Ball announced during an earnings call Tuesday that it’s expanding manufacturing in the Southeast and Northwest through an acquisition and a new buildout.
Ball acquired Florida Can Manufacturing, which has a beverage can facility in Winter Haven, Florida. The $160 million purchase closed Tuesday morning. “We are purchasing this asset for well below replacement value,” CEO Dan Fisher said during the earnings call.
About a year ago, Ball shuttered a can manufacturing facility in the Seattle area, its key production foothold in the Pacific Northwest. Ball said Tuesday it will build a two-line can plant in Oregon. “I've said repeatedly that we didn't want to abandon the Northwest marketplace permanently,” Fisher said.

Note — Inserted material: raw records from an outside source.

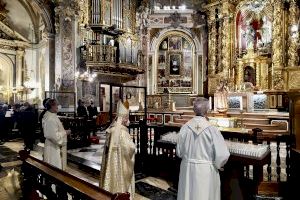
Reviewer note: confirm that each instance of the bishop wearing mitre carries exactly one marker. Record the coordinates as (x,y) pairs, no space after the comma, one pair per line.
(117,168)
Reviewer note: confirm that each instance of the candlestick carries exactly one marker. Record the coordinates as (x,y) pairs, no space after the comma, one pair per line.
(241,103)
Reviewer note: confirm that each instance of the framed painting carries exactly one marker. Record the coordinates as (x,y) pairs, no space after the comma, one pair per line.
(175,43)
(175,64)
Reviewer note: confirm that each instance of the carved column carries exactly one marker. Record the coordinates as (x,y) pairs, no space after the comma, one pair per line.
(264,74)
(212,32)
(293,40)
(258,73)
(277,46)
(50,61)
(226,38)
(19,67)
(66,14)
(240,73)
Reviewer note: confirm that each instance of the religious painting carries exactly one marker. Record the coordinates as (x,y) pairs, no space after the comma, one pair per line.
(161,58)
(175,43)
(186,45)
(249,75)
(254,26)
(164,45)
(66,100)
(175,64)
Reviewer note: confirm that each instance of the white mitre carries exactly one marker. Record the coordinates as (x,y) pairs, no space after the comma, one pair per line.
(122,110)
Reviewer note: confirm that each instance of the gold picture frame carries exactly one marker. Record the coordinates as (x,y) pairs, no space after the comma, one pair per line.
(174,65)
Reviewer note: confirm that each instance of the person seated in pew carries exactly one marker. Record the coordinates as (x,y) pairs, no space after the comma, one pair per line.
(55,150)
(117,167)
(203,151)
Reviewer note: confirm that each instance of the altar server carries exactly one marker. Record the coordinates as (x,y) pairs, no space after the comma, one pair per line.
(117,168)
(203,151)
(55,150)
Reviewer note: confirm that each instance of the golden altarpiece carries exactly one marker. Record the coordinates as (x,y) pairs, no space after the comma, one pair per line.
(254,42)
(173,42)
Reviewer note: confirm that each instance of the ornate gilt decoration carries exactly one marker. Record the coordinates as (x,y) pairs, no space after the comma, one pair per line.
(293,57)
(294,80)
(154,33)
(226,38)
(212,32)
(66,10)
(3,10)
(277,46)
(175,20)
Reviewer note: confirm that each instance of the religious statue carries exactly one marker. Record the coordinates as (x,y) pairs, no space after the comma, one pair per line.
(249,36)
(221,97)
(144,18)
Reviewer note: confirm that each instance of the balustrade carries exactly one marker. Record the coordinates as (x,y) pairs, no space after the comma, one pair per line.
(40,180)
(98,53)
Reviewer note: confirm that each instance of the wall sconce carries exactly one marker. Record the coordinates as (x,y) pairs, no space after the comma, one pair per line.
(294,31)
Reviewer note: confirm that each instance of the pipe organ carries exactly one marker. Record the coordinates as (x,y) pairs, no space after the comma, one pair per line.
(107,12)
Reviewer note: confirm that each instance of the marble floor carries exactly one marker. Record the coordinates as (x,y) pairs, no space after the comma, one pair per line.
(146,187)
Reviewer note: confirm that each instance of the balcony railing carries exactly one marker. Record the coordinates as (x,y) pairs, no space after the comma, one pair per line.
(100,54)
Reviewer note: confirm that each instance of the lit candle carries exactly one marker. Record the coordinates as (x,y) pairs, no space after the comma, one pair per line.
(241,103)
(210,103)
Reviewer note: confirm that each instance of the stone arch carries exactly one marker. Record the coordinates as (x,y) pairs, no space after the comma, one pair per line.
(6,77)
(46,11)
(162,34)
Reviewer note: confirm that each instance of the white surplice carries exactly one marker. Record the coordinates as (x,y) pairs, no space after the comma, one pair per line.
(203,151)
(55,150)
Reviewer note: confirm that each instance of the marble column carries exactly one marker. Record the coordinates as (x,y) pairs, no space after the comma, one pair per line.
(66,29)
(257,67)
(19,67)
(240,73)
(226,38)
(264,74)
(277,46)
(212,33)
(50,62)
(293,40)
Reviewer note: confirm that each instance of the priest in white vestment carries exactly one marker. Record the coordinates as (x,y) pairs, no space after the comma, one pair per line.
(117,167)
(55,150)
(203,151)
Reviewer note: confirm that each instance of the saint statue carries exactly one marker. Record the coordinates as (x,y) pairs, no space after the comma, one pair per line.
(221,97)
(117,167)
(249,35)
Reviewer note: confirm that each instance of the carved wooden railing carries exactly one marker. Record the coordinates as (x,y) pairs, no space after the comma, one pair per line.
(99,53)
(146,136)
(41,179)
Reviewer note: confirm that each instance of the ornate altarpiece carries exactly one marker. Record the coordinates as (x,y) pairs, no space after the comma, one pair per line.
(257,36)
(13,72)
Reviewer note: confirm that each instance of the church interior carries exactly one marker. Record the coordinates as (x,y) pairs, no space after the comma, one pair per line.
(157,57)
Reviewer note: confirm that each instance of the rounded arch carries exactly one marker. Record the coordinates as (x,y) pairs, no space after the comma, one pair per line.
(6,76)
(185,33)
(46,11)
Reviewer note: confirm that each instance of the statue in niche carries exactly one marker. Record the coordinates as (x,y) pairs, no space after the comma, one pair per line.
(221,97)
(249,75)
(175,60)
(249,35)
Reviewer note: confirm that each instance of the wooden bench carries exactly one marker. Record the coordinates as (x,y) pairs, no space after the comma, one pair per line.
(39,177)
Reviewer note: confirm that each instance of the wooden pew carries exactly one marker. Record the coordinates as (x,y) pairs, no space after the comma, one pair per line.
(40,176)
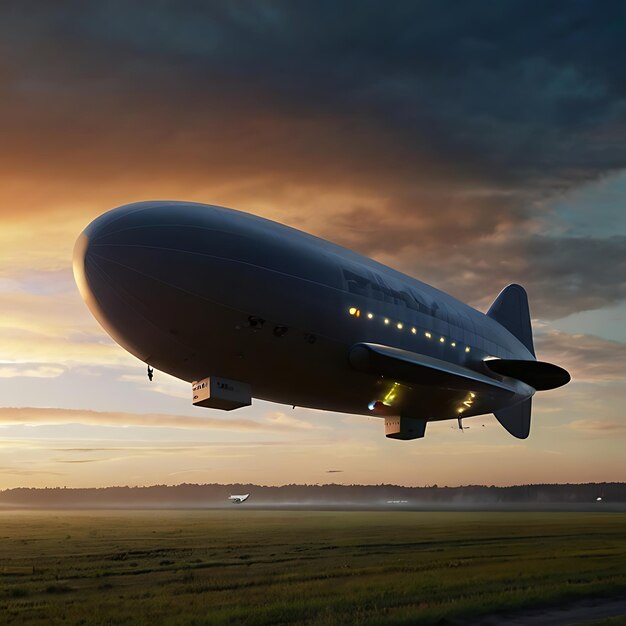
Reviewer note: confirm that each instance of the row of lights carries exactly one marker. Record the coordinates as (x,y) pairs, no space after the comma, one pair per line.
(400,326)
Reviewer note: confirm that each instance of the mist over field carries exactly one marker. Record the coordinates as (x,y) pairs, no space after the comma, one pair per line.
(591,496)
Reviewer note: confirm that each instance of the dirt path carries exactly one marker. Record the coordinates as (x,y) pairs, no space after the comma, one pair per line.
(580,612)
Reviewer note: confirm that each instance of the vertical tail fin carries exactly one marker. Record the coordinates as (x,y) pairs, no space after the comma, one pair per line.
(516,419)
(510,309)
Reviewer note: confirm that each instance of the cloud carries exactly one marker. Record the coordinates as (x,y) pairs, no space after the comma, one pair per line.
(29,415)
(432,139)
(587,358)
(13,369)
(278,418)
(598,428)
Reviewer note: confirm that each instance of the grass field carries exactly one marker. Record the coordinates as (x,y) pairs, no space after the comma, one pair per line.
(306,567)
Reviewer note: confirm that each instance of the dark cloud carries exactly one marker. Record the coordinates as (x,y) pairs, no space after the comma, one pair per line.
(587,358)
(447,125)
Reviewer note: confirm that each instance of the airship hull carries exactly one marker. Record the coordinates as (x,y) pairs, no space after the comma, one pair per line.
(196,290)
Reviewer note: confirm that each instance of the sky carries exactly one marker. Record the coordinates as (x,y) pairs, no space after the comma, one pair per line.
(470,145)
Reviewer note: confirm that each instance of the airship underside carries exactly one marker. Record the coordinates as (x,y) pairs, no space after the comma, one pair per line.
(240,305)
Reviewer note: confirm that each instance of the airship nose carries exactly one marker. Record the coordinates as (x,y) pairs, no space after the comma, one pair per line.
(117,275)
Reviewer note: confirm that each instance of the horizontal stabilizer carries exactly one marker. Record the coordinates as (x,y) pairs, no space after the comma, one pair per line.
(411,367)
(516,419)
(538,374)
(510,309)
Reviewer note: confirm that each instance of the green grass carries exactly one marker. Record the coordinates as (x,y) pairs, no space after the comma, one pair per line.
(244,566)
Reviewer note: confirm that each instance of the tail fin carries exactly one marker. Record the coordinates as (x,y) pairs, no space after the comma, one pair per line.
(516,419)
(510,309)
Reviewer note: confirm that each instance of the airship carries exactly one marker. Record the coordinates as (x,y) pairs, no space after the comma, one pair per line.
(239,499)
(242,307)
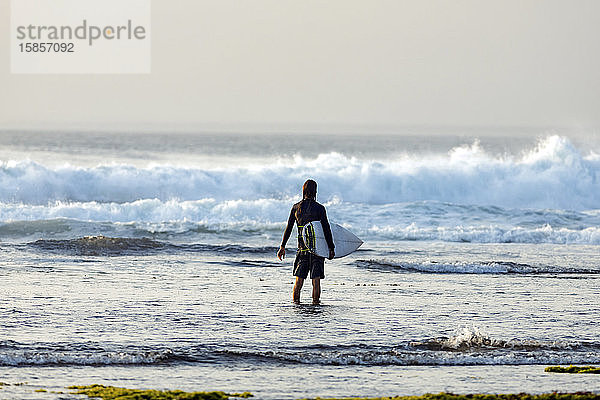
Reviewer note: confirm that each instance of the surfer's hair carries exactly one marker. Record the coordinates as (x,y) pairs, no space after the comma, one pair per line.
(309,189)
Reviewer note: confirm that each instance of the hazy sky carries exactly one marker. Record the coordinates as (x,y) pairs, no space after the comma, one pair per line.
(287,63)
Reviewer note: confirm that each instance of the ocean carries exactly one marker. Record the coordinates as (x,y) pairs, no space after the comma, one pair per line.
(148,261)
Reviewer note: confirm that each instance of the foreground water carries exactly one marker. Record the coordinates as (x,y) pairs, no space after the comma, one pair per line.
(474,276)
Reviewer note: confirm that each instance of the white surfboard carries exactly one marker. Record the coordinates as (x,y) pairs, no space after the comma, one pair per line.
(345,241)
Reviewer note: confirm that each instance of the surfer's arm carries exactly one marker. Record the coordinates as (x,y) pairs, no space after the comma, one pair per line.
(288,228)
(286,235)
(327,230)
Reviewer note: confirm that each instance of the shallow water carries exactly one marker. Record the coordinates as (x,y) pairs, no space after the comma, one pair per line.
(187,293)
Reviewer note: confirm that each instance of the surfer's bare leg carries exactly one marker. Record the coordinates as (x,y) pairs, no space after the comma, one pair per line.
(316,290)
(297,289)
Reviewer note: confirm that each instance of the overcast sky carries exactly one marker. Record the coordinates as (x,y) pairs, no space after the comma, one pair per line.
(282,64)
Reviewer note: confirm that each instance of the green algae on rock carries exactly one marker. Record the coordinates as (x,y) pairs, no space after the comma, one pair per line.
(116,393)
(451,396)
(588,369)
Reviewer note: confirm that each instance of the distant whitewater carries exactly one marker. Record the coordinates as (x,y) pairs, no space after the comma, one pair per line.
(548,194)
(553,175)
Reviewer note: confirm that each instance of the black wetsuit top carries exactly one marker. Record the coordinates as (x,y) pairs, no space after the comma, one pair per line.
(302,213)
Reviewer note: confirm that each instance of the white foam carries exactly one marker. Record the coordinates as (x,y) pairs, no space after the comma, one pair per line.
(18,358)
(553,175)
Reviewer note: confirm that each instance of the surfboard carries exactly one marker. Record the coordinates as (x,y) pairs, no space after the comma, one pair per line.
(345,241)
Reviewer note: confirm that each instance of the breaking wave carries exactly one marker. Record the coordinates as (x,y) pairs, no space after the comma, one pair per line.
(553,175)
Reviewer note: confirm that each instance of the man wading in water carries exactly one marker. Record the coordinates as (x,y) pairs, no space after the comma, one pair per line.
(302,213)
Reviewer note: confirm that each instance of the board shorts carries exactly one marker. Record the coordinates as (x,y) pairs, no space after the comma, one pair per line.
(306,262)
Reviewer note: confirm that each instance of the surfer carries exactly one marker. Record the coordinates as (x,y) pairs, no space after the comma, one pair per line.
(302,213)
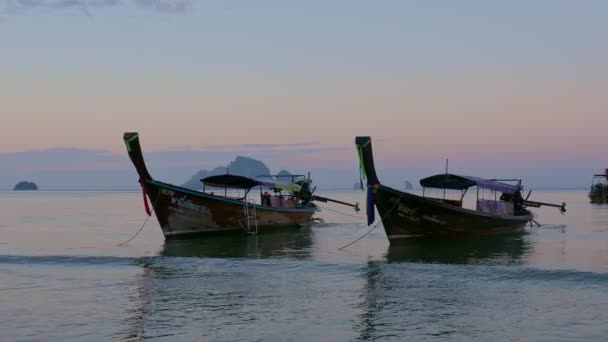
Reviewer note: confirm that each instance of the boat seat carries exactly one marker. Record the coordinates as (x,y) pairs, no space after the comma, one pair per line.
(501,208)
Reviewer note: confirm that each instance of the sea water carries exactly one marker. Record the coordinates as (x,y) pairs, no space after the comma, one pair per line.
(64,277)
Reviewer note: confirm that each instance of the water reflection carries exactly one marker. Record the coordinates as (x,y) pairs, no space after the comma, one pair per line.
(426,288)
(286,243)
(502,250)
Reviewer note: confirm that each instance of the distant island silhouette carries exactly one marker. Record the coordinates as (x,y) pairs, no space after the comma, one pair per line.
(241,166)
(25,186)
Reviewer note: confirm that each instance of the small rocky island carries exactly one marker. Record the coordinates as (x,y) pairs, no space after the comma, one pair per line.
(25,186)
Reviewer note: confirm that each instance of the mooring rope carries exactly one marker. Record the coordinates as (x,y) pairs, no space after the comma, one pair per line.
(374,227)
(133,237)
(147,217)
(342,213)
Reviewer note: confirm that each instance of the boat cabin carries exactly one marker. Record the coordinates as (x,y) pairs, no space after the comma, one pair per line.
(271,193)
(493,196)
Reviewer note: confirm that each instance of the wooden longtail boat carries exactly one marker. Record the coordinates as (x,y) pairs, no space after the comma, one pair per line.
(183,212)
(599,188)
(405,215)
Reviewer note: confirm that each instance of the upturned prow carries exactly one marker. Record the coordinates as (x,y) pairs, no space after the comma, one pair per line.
(134,150)
(366,159)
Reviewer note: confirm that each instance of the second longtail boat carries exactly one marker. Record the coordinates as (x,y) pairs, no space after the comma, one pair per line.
(503,210)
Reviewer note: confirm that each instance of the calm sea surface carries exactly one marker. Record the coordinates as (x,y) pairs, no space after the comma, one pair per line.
(63,278)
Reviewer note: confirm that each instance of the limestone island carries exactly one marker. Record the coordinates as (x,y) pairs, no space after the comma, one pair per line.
(25,186)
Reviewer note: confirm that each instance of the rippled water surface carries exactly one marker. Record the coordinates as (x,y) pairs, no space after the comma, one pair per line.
(63,277)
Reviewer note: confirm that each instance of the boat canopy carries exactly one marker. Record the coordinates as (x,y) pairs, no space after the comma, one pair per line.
(230,181)
(282,186)
(241,182)
(456,182)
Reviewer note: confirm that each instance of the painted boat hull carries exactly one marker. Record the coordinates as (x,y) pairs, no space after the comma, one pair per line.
(405,215)
(183,212)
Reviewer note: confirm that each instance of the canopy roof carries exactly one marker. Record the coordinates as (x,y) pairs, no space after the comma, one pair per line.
(241,182)
(456,182)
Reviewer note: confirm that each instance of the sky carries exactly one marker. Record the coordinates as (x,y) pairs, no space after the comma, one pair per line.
(502,89)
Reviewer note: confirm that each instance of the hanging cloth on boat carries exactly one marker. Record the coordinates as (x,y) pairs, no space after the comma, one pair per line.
(146,205)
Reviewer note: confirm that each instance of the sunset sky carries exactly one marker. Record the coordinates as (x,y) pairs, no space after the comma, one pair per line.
(512,88)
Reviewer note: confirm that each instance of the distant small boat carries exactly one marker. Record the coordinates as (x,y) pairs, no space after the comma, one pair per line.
(406,215)
(225,204)
(599,188)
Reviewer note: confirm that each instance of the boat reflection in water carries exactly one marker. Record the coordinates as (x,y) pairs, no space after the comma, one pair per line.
(289,243)
(429,288)
(501,250)
(215,281)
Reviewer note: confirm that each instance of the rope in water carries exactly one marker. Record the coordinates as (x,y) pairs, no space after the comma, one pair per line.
(374,227)
(147,208)
(133,237)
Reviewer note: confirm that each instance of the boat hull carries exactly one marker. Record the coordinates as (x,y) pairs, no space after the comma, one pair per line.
(183,212)
(405,215)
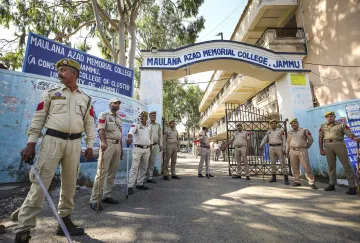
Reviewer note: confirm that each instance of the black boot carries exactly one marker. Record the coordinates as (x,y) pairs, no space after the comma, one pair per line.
(22,237)
(73,229)
(273,179)
(286,178)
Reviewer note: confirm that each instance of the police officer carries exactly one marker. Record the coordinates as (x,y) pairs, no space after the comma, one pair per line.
(241,141)
(171,140)
(331,137)
(275,137)
(297,144)
(65,112)
(141,134)
(157,141)
(110,132)
(204,153)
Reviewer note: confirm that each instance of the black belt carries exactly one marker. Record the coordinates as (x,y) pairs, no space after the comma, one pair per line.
(142,146)
(275,145)
(63,135)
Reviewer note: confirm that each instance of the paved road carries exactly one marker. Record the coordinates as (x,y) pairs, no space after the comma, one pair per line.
(220,209)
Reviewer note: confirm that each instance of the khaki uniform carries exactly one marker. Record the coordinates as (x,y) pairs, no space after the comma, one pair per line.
(111,156)
(333,137)
(68,112)
(157,141)
(240,141)
(204,152)
(297,144)
(276,140)
(171,140)
(141,137)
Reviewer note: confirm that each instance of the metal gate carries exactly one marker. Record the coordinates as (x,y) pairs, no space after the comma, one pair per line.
(256,122)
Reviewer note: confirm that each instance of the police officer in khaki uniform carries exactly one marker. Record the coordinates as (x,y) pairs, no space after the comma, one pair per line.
(65,112)
(141,134)
(157,141)
(331,137)
(171,140)
(204,153)
(297,144)
(275,137)
(110,132)
(241,141)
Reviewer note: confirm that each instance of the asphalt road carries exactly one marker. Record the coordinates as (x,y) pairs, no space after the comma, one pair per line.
(219,209)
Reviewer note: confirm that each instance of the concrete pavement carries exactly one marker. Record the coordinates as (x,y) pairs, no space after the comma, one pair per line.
(219,209)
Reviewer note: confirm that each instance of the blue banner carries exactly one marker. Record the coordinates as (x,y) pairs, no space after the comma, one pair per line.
(42,55)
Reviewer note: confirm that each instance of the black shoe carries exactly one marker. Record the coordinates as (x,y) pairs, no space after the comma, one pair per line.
(93,206)
(130,190)
(22,237)
(351,191)
(313,187)
(273,179)
(142,187)
(286,179)
(330,188)
(73,229)
(110,200)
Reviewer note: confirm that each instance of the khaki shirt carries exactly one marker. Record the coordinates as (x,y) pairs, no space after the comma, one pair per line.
(156,133)
(300,138)
(334,131)
(204,139)
(111,125)
(276,136)
(141,134)
(171,137)
(64,111)
(240,139)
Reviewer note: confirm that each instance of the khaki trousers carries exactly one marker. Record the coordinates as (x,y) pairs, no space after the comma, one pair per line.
(277,152)
(139,166)
(338,149)
(240,154)
(204,157)
(52,151)
(171,153)
(297,157)
(152,160)
(110,167)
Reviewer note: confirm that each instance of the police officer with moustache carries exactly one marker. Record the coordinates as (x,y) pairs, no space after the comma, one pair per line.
(331,137)
(65,112)
(157,141)
(141,134)
(172,143)
(298,142)
(204,153)
(110,131)
(241,141)
(275,137)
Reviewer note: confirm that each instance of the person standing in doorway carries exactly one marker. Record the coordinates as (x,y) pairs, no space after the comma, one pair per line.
(110,132)
(140,133)
(172,143)
(275,137)
(65,112)
(241,141)
(331,143)
(298,142)
(156,146)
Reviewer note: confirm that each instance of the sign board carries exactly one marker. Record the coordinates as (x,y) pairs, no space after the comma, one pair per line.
(42,55)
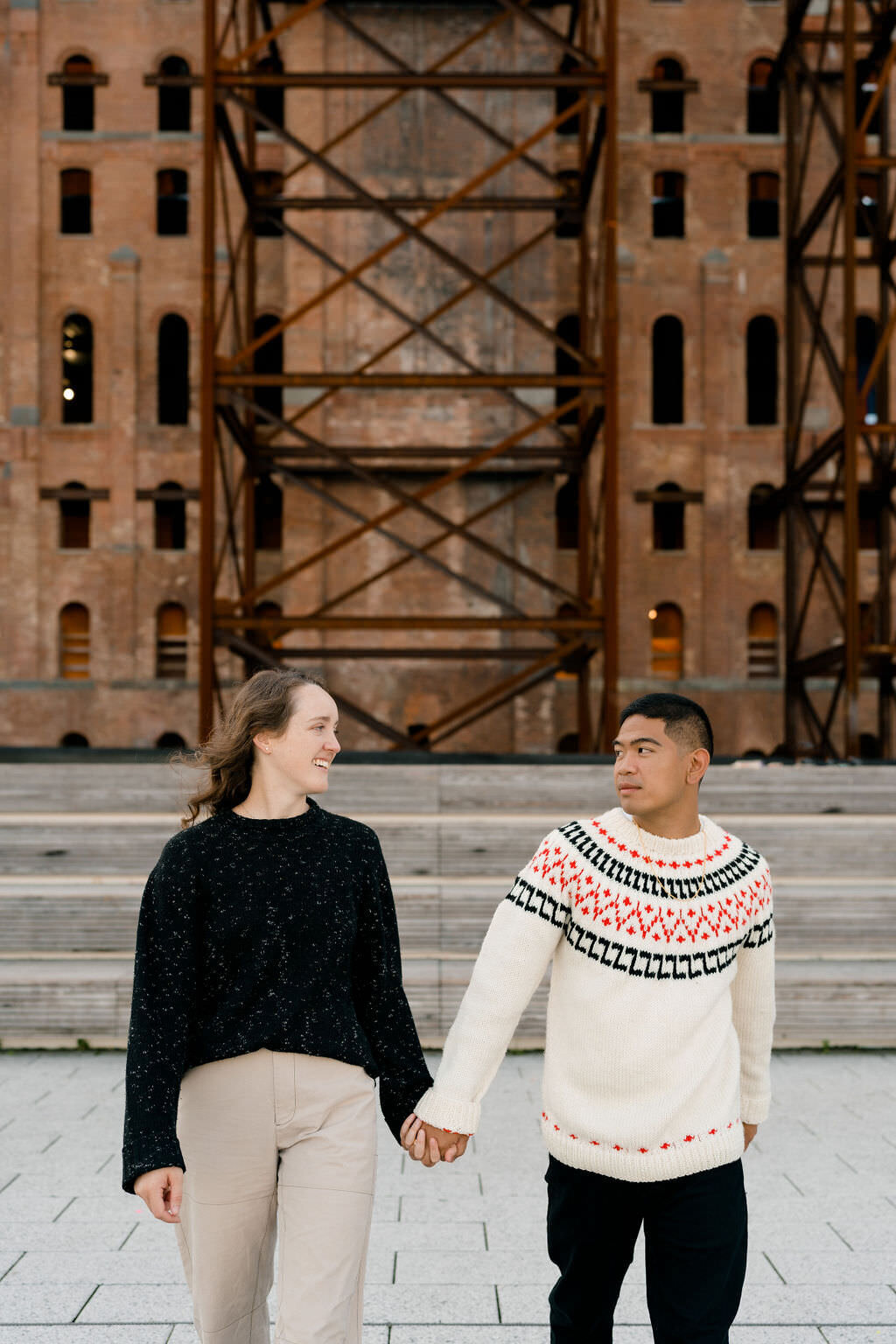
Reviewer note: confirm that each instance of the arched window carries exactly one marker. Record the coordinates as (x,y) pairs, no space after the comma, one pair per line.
(762,100)
(77,370)
(77,98)
(866,197)
(269,515)
(866,78)
(171,641)
(762,371)
(269,98)
(763,205)
(74,200)
(170,518)
(268,220)
(668,371)
(269,359)
(172,368)
(668,105)
(566,515)
(667,641)
(762,521)
(270,636)
(73,739)
(171,742)
(865,351)
(762,641)
(74,642)
(569,215)
(74,518)
(564,98)
(566,363)
(668,205)
(172,202)
(668,521)
(173,100)
(870,511)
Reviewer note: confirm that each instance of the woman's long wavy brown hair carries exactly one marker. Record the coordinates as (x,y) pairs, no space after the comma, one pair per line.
(262,704)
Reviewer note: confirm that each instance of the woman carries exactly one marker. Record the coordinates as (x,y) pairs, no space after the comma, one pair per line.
(268,998)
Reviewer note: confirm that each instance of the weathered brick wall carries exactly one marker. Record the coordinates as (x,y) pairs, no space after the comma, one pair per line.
(124,277)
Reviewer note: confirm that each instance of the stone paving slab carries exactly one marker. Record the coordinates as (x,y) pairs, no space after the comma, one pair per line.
(457,1254)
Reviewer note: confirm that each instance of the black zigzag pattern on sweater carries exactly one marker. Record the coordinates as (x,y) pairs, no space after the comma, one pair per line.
(537,902)
(662,965)
(645,883)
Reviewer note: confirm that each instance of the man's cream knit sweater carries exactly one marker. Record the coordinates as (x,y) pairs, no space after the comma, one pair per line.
(662,1007)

Together, Ball said these capacity increases “will provide us the fuel for growth we need to deliver on our customers' plans,” Fisher said. This is an effort to meet regional demand and align with where customers are growing, which can lower shipping costs, the company described.
Elsewhere in its business, Ball announced Tuesday it may “pursue alternatives” for its underperforming aluminum cup business. “The growth of the aluminum cups business has not been at the level we initially expected,” Ball noted in its quarterly filing. The business was small enough that it was nested under the company’s non-reportable section in earnings reports; cup sales themselves were not broken out.
The company’s next step “includes an option to form a strategic partnership in early 2025, which is expected to result in deconsolidation of the business by Ball,” Fisher said, noting that the company expects to complete this process in the first quarter.
One analyst on the call noted that, in the past, Ball suggested this business was a $40 million drag on annual earnings.
The expected change could result in an estimated $25 million benefit in 2025. “If we assume that we had talked about $40 million historically and we go through the first quarter, get this transaction done, [it's] probably somewhere around the $25 million that we'd see improvement year-over-year,” said CFO Howard Yu.
Ball elaborated further in its quarterly earnings release that it recorded a $233 million non-cash impairment charge related to the decision to sell its controlling financial interest.
The aluminum cups were intended as a sustainable option at sports stadiums and other large event venues, but they have also been sold via retailers. As of the end of 2023, the president of Ball’s cups business said in an interview that the business was “still in startup mode,” with growth having been delayed by the COVID-19 pandemic’s impact to in-person events. The company has produced cups in Rome, Georgia.
In other M&A news, Ball reported in its quarterly filing that in November 2024, it entered an agreement to sell 41% of its 51% ownership in Ball United Arab Can Manufacturing Co., a production facility in Saudi Arabia. The deal is expected to close in the first half of 2025. Ball expects to gain $80 million when the sale is completed and will retain 10% ownership interest.